Hanumanta Mahima SRI MADHVA (6)

Ketika Tretayuga, demi melayani Sri Raghupati, Putra Vayu menjadi Sri Hanumanta. Karena rasa penasaran kekanak-kanakannya, beliau melompat ke arah matahari. Siapakah yang dapat menandinginya di ketiga dunia ini?

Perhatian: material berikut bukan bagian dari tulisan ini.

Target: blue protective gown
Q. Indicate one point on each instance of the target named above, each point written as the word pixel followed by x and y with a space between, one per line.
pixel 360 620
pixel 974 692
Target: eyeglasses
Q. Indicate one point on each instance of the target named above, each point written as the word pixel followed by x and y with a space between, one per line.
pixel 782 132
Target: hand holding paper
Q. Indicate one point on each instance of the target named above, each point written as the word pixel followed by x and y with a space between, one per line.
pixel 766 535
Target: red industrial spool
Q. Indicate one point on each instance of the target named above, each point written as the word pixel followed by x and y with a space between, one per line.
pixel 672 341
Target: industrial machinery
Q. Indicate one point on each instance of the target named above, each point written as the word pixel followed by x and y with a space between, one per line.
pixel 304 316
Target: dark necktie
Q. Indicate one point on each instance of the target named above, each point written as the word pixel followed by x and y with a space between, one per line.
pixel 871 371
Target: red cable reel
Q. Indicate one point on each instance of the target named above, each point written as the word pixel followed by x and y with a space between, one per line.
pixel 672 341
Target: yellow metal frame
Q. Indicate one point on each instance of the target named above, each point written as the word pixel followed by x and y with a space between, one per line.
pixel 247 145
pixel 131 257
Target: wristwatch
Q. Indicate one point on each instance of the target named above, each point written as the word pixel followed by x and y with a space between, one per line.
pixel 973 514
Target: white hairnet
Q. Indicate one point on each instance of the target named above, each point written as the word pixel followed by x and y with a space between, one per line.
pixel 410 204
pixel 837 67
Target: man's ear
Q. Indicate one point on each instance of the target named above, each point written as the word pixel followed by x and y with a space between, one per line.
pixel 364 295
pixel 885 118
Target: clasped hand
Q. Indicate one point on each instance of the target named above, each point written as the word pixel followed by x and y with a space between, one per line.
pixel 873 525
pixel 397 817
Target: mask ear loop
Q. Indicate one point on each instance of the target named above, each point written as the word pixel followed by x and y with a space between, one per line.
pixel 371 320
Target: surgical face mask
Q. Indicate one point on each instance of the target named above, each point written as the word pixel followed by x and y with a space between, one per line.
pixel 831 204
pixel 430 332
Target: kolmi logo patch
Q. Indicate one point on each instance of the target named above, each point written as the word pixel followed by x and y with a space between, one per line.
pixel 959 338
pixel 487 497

Selanjutnya akan dijelaskan Hanumanta-tattva, kebenaran sejati mengenai Avatara Sri Vayu sebagai Hanumanta. Srimadacharya berkata, "nishevanayorugunasya sa devatana prathamo gunadhiko babhuva namna hanuman prabhan janah" (MBTN 3.67). Untuk melayani Tuhan Yang Maha Esa Sri Hari, yang penuh sempurna dengan segala kemuliaan, Sri Vayu, yang paling utama di antara para deva dan memiliki sifat-sifat suci melebihi semuanya, lahir sebagai seorang bangsa kera bernama Hanuman. Begitu pula para deva yang lain, turun ke dunia sebagai kera adalah untuk mendapat kesempatan melayani Tuhan, bukan karena Sri Raghupati Sendiri membutuhkan bantuan. Bukankah pada Avatara Sri Hari sebelumnya, kesempatan ini tidak diberikan kepada mereka?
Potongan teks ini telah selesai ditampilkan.